Verkamp Bethany, Jodele Sonata, Sabulski Anthony, Marsh Rebecca, Kieser Pearce, Jordan Michael B
Division of Bone Marrow Transplantation and Immune Deficiency, Department of Pediatrics, Cincinnati Children's Hospital Medical Center, University of Cincinnati College of Medicine, Cincinnati, OH.
Division of Clinical Development, Pharming Healthcare Inc, Warren, NJ.
Blood. 2024 Dec 19;144(25):2625-2636. doi: 10.1182/blood.2024025977.
Hemophagocytic lymphohistiocytosis (HLH) is a hyperinflammatory disorder driven by interferon gamma (IFN-γ). Emapalumab, an anti-IFN-γ antibody, is approved for the treatment of patients with primary HLH. Hematopoietic stem cell transplantation (HSCT) is required for curing HLH. Reduced-intensity conditioning (RIC) HSCT is associated with improved survival but higher incidences of mixed chimerism and secondary graft failure. To understand the potential impact of emapalumab on post-HSCT outcomes, we conducted a retrospective study of pediatric patients with HLH receiving a first RIC-HSCT at our institution between 2014 and 2022 after treatment for HLH, with or without this agent. Mixed chimerism was defined as <95% donor chimerism and severe mixed chimerism as <25% donor chimerism. Intervention-free survival (IFS) included donor lymphocyte infusion, infusion of donor CD34-selected cells, second HSCT, or death within 5 years after HSCT. Fifty patients met the inclusion criteria; 22 received emapalumab within 21 days before the conditioning regimen, and 28 did not. The use of emapalumab was associated with a markedly lower incidence of mixed chimerism (48% vs 77%; P = .03) and severe mixed chimerism (5% vs 38%; P < .01). IFS was significantly higher in patients receiving emapalumab (73% vs 43%; P = .03). Improved IFS was even more striking in infants aged <12 months, a group at the highest risk for mixed chimerism (75% vs 20%; P < .01). Although overall survival was higher with emapalumab, this difference was not significant (82% vs 71%; P = .39). We show that the use of emapalumab for HLH before HSCT mitigates the risk of mixed chimerism and graft failure after RIC-HSCT.

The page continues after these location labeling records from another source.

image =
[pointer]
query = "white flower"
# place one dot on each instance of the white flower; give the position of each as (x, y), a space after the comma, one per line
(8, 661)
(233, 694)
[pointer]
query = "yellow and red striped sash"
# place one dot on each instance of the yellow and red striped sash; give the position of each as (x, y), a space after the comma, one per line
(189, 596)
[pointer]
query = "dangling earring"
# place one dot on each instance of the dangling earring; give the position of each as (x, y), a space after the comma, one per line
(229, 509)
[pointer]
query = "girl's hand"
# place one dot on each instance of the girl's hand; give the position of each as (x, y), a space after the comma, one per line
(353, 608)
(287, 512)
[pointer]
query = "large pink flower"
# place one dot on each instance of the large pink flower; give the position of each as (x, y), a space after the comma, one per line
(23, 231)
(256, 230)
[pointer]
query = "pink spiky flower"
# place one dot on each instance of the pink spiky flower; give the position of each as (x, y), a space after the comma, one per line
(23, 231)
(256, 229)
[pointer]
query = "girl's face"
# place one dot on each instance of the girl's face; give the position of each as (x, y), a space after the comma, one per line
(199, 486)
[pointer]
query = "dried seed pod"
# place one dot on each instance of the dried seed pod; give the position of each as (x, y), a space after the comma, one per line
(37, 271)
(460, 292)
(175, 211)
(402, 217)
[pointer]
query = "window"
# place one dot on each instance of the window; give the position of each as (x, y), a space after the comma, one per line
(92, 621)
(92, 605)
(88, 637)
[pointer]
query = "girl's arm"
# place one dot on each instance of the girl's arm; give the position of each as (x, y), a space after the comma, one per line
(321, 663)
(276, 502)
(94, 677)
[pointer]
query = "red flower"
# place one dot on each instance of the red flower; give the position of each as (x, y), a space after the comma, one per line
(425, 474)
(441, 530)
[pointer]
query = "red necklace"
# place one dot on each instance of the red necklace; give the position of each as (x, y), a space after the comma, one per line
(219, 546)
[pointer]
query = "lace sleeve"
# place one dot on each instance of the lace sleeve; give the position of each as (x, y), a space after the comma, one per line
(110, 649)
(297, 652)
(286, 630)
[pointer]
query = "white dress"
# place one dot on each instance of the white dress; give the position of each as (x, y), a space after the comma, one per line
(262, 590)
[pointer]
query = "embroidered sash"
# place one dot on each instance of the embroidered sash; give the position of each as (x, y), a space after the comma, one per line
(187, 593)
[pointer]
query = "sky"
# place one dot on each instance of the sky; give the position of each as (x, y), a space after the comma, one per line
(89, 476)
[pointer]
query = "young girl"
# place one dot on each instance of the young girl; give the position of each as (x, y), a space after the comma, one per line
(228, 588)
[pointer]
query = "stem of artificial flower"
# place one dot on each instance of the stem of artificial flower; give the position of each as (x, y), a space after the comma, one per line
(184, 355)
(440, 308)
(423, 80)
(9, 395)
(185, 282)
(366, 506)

噬血细胞性淋巴组织细胞增生症(HLH)是一种由干扰素γ(IFN-γ)驱动的过度炎症性疾病。抗IFN-γ抗体emapalumab已被批准用于治疗原发性HLH患者。造血干细胞移植(HSCT)是治愈HLH所必需的。减低强度预处理(RIC)HSCT与生存率提高相关,但混合嵌合体和继发性移植物失败的发生率更高。为了解emapalumab对HSCT后结局的潜在影响,我们对2014年至2022年期间在我们机构接受首次RIC-HSCT治疗HLH的儿科患者进行了一项回顾性研究,这些患者在治疗HLH时使用或未使用该药物。混合嵌合体定义为供体嵌合体<95%,严重混合嵌合体定义为供体嵌合体<25%。无干预生存期(IFS)包括供体淋巴细胞输注、输注供体CD34选择细胞、第二次HSCT或HSCT后5年内死亡。50例患者符合纳入标准;22例在预处理方案前21天内接受emapalumab治疗,28例未接受。emapalumab的使用与混合嵌合体(48%对77%;P = 0.03)和严重混合嵌合体(5%对38%;P < 0.01)的发生率显著降低相关。接受emapalumab治疗的患者IFS显著更高(73%对43%;P = 0.03)。在<12个月的婴儿中,IFS的改善更为显著,这是混合嵌合体风险最高的一组(75%对20%;P < 0.01)。尽管emapalumab治疗的总体生存率更高,但差异不显著(82%对71%;P = 0.39)。我们表明,在HSCT前使用emapalumab治疗HLH可降低RIC-HSCT后混合嵌合体和移植物失败的风险。